In a field, $X^d-1$ can have at most $d$ roots, so there can always be at most $d$ elements whose order divides $d$.

The only commutative finite groups with this property are the cyclic groups.

If $G$ is any other commutative finite group then it has a subgroup of the form $(\Bbb Z/p \Bbb Z)^2$ for some integer $p$, which means it has $p^2$ elements of order dividing $p$.


Let $G$ be the multiplicative group of a finite field, $n$ its order. Let $d$ be a divisor of $n$, $\psi(d)$ the number of elements order $d$ in $G$. Suppose there exists an element $a$ of $G$ whose order is $d$. Let $H$ be the subgroup of $G$ generated by $a$. Then every element of $H$ satisfies the equation $x^d = 1$. Since the number of the solutions of $x^d = 1$ is less than or equal to $d$ and the order of $H$ is $d$, $H = \{x \in G\mid x^d = 1\}$. Therefore $\psi(d) = 0$ or $\phi(d)$, where $\phi(d)$ is the Euler's function, i.e. the number of elements of order $d$ of a cyclic group of order $d$. Since $\sum_{d\mid n} \psi(d) = n = \sum_{d\mid n} \phi(d)$, $\psi(d) = \phi(d)$ for all $d\mid n$. In particular $\psi(n) = \phi(n)$, which means there exists an element of order $n$ in $G$. This completes the proof.

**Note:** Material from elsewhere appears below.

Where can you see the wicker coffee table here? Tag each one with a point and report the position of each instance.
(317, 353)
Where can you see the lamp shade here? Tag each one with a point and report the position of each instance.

Let $G$ be the multiplicative group of a finite field, $n$ its order. Let $x$ be an element of $G$, $d$ its order. Let $H$ be the subgroup of $G$ generated by $x$. If $G = H$, we are done. Suppose otherwise. There exists $y \in G - H$. Let $m$ be the order of $y$, $l$ = lcm$(d, m)$. Suppose $d = l$. Then $m\mid d$. Hence $y^d = 1$. This contradicts the fact that the number of solutions of the equation $X^d = 1$ is less than or equal to $d$. Hence $d \lt l$. By the answer to this question, there exists an element $z$ of order $l$ in $G$. We can repeat this process until we find a generator of $G$. This completes the proof.